Mode hat also auch ihre positiven Seiten. So sah ich zum Beispiel am Glemseck einen freundlichen Kollegen in Vollbart, abgegrabbelter Lederjacke und passender Jeans. Das ist in Sachen "Außenwirkung von Motorradfahrern" schon ein Fortschritt zu seinem vorherigen Aussehen. Auf einmal kann es wieder cool sein, wie ein Kradist auszusehen. Das war in den Neunzigern anders, als typische Motorradfahrer in ihren bunt gefärbten Glattleder-Presswurstpellen aussahen wie mit Dreiwettertaft lackierte Papageien. In den Nullerjahren dann war es schwarzes Polyester, das wir bevorzugt trugen. Wenn es regnete, sah das aus, als hätten wir wie die Punks früher Mülltüten zu Kleidung verarbeitet. Dann vielleicht doch lieber ein bisschen Mode.

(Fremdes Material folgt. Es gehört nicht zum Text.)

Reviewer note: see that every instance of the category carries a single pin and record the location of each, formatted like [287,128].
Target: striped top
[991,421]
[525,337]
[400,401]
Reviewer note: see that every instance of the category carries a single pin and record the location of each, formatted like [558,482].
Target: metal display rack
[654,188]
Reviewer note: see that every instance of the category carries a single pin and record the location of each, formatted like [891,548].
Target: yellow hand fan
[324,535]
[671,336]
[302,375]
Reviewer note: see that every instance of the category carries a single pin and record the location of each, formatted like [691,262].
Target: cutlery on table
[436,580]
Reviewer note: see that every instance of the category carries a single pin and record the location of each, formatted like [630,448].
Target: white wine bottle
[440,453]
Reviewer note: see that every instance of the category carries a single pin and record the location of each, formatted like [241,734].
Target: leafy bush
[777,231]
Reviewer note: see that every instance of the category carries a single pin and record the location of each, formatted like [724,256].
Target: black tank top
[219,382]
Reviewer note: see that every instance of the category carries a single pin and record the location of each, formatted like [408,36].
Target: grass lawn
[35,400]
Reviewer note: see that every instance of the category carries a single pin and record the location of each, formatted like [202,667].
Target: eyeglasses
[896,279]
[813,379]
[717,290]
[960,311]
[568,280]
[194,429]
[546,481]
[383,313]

Das Beste an dieser recht neuen Gruppe von Motorradfahrern ist jedoch, dass man sich über sie so herrlich aufregen kann wie über jede Gruppe außer der eigenen. Dschobberisten, Racer, Landstraßenjäger, Tourer und jetzt diese Kradkultisten. Die haben doch keine Ahnung! Was die aus der Duke bauen! Unfahrbar! Und so weiter. Deshalb: Herzlich willkommen, ihr Kradkultisten! Ihr seid schlimmer als beide H-Worte. Es ist in jeder Hinsicht schön, dass es euch gibt. (cgl)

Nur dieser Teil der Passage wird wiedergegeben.